We experienced Zero Waste enthusiasts have gone through this first stage. As you learn from the practice, the other aspects will develop naturally.
@Marta: Hello Marta; welcome to the site and it’s great you heard of us in the magazine. I’d love to hear more about your own rubbish reduction and the things that work for you 🙂
@Almost Mrs Average: Mrs A; it is incredible when you stop to think what we could achieve if everyone across the country reduced their waste. 15 wheelie bins saved from your family alone – that’s amazing. Well done you! You are an inspiration to us all.
“TM: I realised that when you buy fresh joints of meat there is far more packaging than frozen. Fresh meat comes on a plastic tray and is wrapped in plastic.”
I hadn’t made that connection – but my butcher puts our meat in plastic bags – no tray, just a bag. So we get fresh, local, free range and humanely reared meat, fresh and without excessive packaging.
I’m sure he’d put stuff in our own containers if we asked him nicely too but I haven’t done that yet. He doesn’t give out carriers either.
I’ve switched to buying bigger joints of meat that I can cut up and freeze half or two thirds of. Because they come in sealed plastic (and in one case with tray) it seemed better to go bigger and therefore purchase less often.
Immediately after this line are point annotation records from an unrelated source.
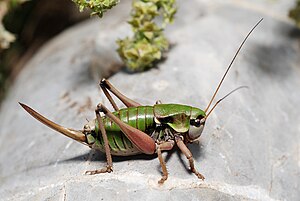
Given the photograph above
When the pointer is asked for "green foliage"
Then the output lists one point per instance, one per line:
(148, 41)
(295, 13)
(97, 6)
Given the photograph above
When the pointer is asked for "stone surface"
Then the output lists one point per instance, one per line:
(249, 149)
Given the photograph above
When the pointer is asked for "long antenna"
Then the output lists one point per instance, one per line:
(237, 52)
(215, 105)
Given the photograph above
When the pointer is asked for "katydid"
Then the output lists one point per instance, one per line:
(139, 129)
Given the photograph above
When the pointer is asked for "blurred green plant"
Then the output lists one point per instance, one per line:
(97, 6)
(148, 42)
(295, 13)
Quality is an issue, in that these providers are so consistently good that I want to stick with them.
@Kris: Can you not find supermarkets with fresh meat/fish counters? Sainbury sell meat and fish, Morrisons, meat and fish, and Asda, fish.
Container use is ideal for this fresh food. Admittedly, there can be a problem but the saving in packaging waste is 100% – Zero Waste. It also saves packaging costs for supermarkets.
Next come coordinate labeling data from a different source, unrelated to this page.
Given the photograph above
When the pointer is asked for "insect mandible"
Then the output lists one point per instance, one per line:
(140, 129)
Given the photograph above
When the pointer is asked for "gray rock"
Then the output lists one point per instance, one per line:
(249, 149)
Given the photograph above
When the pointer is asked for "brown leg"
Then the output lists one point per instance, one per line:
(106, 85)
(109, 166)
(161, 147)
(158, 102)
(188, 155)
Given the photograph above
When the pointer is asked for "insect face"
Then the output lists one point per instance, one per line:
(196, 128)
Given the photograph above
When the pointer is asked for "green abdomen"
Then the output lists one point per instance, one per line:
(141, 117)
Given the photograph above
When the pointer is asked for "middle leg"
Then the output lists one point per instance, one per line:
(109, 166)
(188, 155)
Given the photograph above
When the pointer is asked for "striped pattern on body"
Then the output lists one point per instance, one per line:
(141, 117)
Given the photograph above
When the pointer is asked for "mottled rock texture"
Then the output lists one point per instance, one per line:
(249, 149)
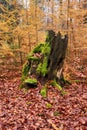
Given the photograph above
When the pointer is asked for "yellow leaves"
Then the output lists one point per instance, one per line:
(3, 27)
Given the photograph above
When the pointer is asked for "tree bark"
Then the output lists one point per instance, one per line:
(57, 56)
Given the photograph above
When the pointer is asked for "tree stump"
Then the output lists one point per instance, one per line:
(46, 60)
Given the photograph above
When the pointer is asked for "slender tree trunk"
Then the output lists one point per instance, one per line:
(56, 57)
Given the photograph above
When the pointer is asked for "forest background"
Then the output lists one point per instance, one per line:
(24, 23)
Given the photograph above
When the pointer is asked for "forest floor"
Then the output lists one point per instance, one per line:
(28, 110)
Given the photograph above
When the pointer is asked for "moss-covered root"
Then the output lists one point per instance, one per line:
(29, 83)
(43, 91)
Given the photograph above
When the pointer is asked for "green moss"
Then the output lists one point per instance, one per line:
(38, 48)
(46, 49)
(44, 69)
(25, 71)
(31, 81)
(39, 67)
(54, 83)
(43, 91)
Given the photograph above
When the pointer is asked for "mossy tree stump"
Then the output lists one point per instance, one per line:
(46, 60)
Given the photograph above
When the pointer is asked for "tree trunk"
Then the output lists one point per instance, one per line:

Sainsbury’s said No, Morrison’s said No, Waitrose said Yes, but I may have just struck lucky on that particular day. Morrison’s did suggest I speak withthe manager, but I’d had a long day and I just wanted to get home!
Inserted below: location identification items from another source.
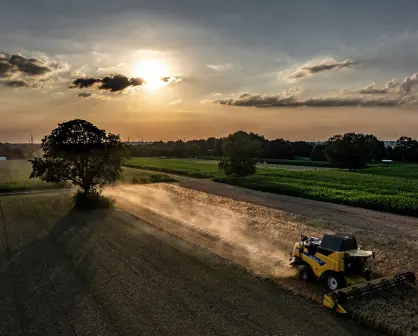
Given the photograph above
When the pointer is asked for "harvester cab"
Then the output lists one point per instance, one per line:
(342, 266)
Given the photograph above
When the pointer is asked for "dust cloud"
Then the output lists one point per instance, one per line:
(250, 235)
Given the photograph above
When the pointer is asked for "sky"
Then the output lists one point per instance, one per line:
(188, 69)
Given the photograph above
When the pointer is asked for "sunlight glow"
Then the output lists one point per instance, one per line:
(152, 71)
Hi John, these are specific suppliers at the Farmers Market. One joint (Tudor Pork) is of a type that I’ve seen nowhere else, and the other, which was beef was of a quality that blew our socks off 🙂
For other meats I’m enjoying exploring various local butchers (Pilkingtons on the Green in Cleeve are lovely people and very accomodating) but sometimes my priority does switch to quality over zero waste.
I *still* haven’t tried the meat counter in Sainsburys, Waitrose were fine last week about it.
That comment doesn’t read quite right… I think I mean *known* quality.
Interesting interview!! 🙂
Glad you managed to reduce waste so much!!
would still prefer fresh over frozen myself (though it probably depends when was it frozen and how long has it been ‘fresh’ too – freshest is best..)
We’re buying cheese in just plastic containers in a mini-supermarket now (Mum did it too!! once on her own!! YAY!! :)) am still afraid to buy meat.. (though they might give some to me too, but I’m an ex-vegetarian, very grossed out!! :)) Also, what about washing the reusable plastic containers? and how ‘safe’is it? (re: possible infection with bacteria or such..)
I mean, humanity survived well without plastic bags.. Still not quite certain how to go about it..
(Though I have heard stories about chemicals from plastic film etc being bad, so I try to stay away from that..)
Is there a site on ‘good’ reusable containers?
There was an article on Care2 about some of them (lunchboxes for kids specifically) being iffy.. (?)
Excellent account of zero waste meeting real life!
@ Kris and others – it’s quite a balancing act trying to compare products on quality, price/value, local-ness (is that a word?!), waste, seasonality, etc. They all have their benefits, but it’s rare to satisfy all of them in one product! I think our best bet is to encourage the makers of the products we really want to buy to reduce unnecessary packaging. As they are often independent, small-scale producers, hopefully they will be open to suggestions or at least perhaps able to tell you why they can’t do more (e.g. laws on re-use or appropriate materials).